Asian shares steadied Thursday, but investor sentiment remained vulnerable in the face of weak corporate earnings.

The MSCI index of Asia-Pacific shares outside Japan was about flat, having fallen the past four days, Reuters reported. Australian shares were barely changed, while South Korean shares opened down 0.4 percent. Japan's Nikkei average opened little changed.

"Global sentiment is not conducive to risk-taking. In fact we are seeing more defensive plays," said Lee Kyung-soo, an analyst at Shinyoung Securities, adding that the Korean stock market will likely hold steady ahead of third quarter results from Hyundai Motor Co (005380.KS).

With investors rapidly lowering third-quarter expectations and bracing for more disappointing news, Lee said it was unlikely that Hyundai’s earnings will shock the market.

U.S. stocks fell and the dollar gained on Wednesday after the U.S. Federal Reserve maintained its policy of stimulating growth until the job market improves.

The dollar index measured against a basket of major currencies reached a two-week high of 80.151 Wednesday after the Fed's decision, pulling the euro down to a near two-week low of $1.29205.

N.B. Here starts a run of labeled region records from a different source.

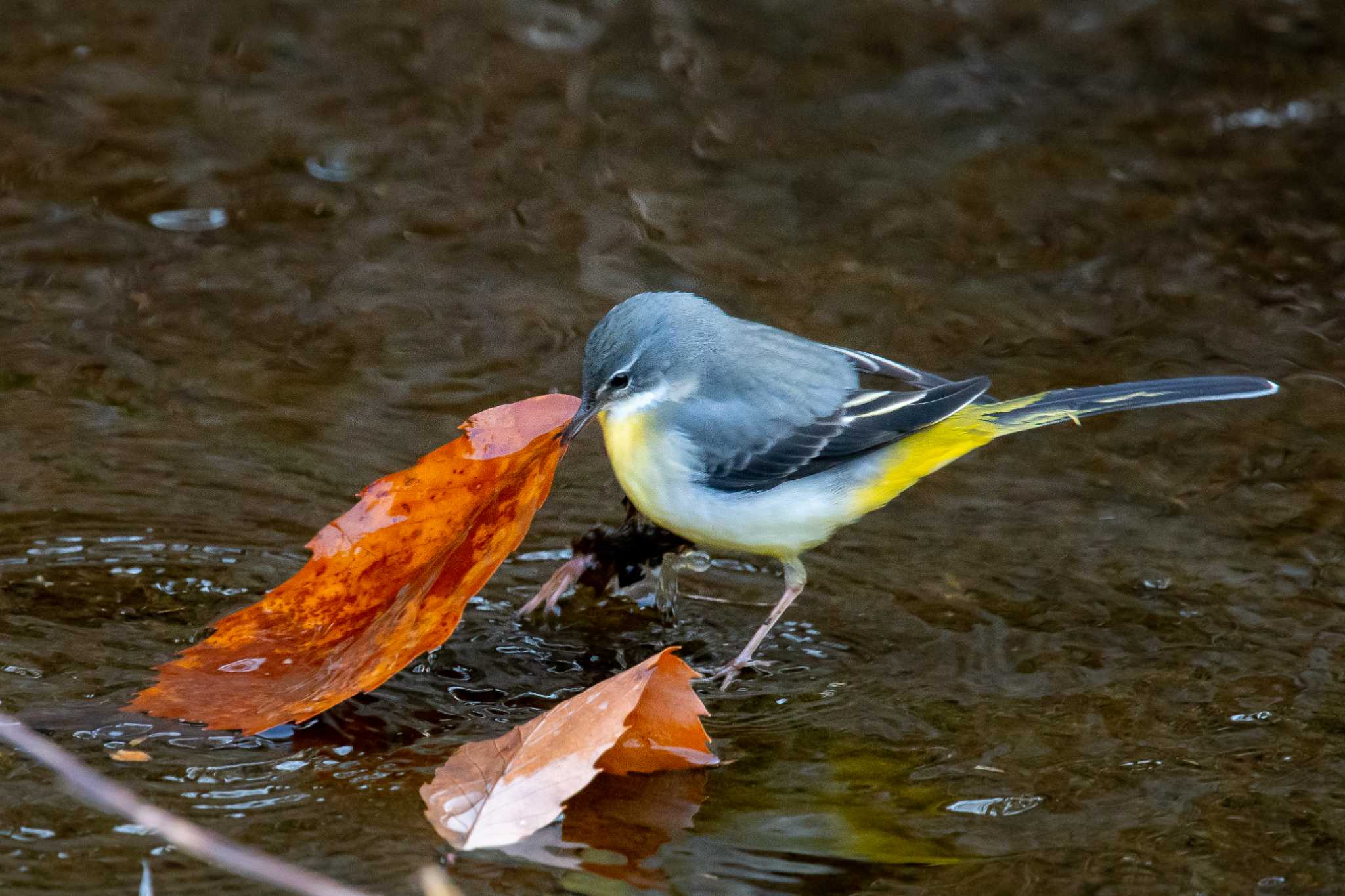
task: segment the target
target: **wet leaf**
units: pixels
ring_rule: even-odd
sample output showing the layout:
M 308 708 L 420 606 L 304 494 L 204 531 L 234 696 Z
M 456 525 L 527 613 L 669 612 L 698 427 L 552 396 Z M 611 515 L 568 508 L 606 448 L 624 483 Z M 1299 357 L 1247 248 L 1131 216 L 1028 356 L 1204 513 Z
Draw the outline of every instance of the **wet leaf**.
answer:
M 718 763 L 693 693 L 695 670 L 668 647 L 495 740 L 464 744 L 421 787 L 425 815 L 457 849 L 506 846 L 549 825 L 599 771 Z
M 385 476 L 308 543 L 313 556 L 126 707 L 256 733 L 373 690 L 441 645 L 551 488 L 578 399 L 482 411 L 467 434 Z

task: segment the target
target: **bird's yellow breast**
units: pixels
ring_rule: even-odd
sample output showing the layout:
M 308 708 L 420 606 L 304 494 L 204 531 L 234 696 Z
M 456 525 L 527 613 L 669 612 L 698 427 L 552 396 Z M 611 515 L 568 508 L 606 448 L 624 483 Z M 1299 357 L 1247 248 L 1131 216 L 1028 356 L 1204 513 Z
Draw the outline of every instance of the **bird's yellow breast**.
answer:
M 621 490 L 644 516 L 658 523 L 663 489 L 659 488 L 660 467 L 654 457 L 648 431 L 650 412 L 599 411 L 597 422 L 603 427 L 603 443 Z

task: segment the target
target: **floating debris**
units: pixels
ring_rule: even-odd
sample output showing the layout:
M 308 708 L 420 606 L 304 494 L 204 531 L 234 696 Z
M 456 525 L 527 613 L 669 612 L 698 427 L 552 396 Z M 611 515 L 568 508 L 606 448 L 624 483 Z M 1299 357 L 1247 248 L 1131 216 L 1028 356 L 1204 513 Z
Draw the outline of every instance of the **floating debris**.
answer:
M 948 811 L 964 815 L 986 815 L 999 818 L 1003 815 L 1021 815 L 1041 805 L 1041 797 L 989 797 L 986 799 L 959 799 L 948 806 Z
M 156 211 L 149 216 L 149 223 L 175 234 L 200 234 L 227 224 L 229 212 L 223 208 L 174 208 Z
M 348 184 L 366 173 L 369 165 L 362 164 L 350 146 L 338 146 L 321 156 L 309 156 L 305 159 L 304 169 L 317 180 L 325 180 L 331 184 Z

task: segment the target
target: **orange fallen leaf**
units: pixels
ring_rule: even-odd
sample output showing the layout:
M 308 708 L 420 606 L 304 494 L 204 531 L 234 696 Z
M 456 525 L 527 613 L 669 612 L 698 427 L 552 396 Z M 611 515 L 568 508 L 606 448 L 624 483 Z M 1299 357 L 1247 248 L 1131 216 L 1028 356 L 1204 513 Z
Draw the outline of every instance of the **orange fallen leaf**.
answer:
M 572 395 L 492 407 L 375 481 L 313 536 L 303 570 L 159 666 L 126 709 L 256 733 L 387 681 L 453 633 L 523 540 L 577 407 Z
M 668 647 L 495 740 L 459 747 L 421 787 L 425 817 L 457 849 L 506 846 L 561 814 L 600 771 L 718 763 L 699 716 L 699 677 Z M 662 713 L 678 713 L 670 719 Z

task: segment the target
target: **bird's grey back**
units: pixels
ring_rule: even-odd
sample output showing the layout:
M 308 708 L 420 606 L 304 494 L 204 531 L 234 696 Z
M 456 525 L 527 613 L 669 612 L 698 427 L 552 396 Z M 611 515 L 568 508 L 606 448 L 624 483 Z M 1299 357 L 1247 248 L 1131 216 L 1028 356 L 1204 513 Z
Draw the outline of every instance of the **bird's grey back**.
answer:
M 716 465 L 837 410 L 858 387 L 849 359 L 794 333 L 745 321 L 690 293 L 642 293 L 593 329 L 585 353 L 654 352 L 666 376 L 694 376 L 690 398 L 659 408 Z M 594 371 L 594 375 L 597 372 Z

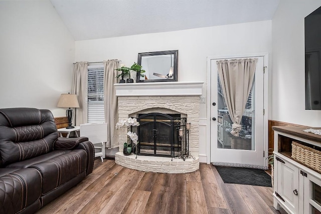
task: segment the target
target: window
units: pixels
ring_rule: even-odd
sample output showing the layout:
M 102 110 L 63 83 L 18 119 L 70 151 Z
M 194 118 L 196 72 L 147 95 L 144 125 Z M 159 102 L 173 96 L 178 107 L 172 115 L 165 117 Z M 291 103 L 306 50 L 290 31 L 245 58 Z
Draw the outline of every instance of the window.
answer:
M 88 65 L 88 122 L 105 122 L 103 65 Z

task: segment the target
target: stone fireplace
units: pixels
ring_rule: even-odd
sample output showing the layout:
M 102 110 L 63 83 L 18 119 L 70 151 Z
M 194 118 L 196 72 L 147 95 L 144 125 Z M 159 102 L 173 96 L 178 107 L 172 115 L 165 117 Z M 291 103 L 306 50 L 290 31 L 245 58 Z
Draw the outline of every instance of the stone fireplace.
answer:
M 154 172 L 185 173 L 198 169 L 200 96 L 202 94 L 202 86 L 203 82 L 200 82 L 115 84 L 118 99 L 118 120 L 129 117 L 137 118 L 143 114 L 180 115 L 191 123 L 189 148 L 194 157 L 184 160 L 164 156 L 138 155 L 136 158 L 133 154 L 125 156 L 122 150 L 123 144 L 127 140 L 127 130 L 124 127 L 119 129 L 119 151 L 116 153 L 115 162 L 127 168 Z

The dollar was up 0.1 percent at 79.87 against the yen to hover near its highest since early July of 80.02 touched on Tuesday. The euro eased 0.1 percent to $1.2964.

Brent was steady around $107.89 a barrel, after falling for a seventh consecutive session on Wednesday, as rising U.S. crude inventories and weak euro zone economic data offset supportive signs that Chinese petroleum demand could stage a recovery.

U.S. crude inched up 0.1 percent to $85.77 on Thursday, after settling at its lowest since July of $85.73.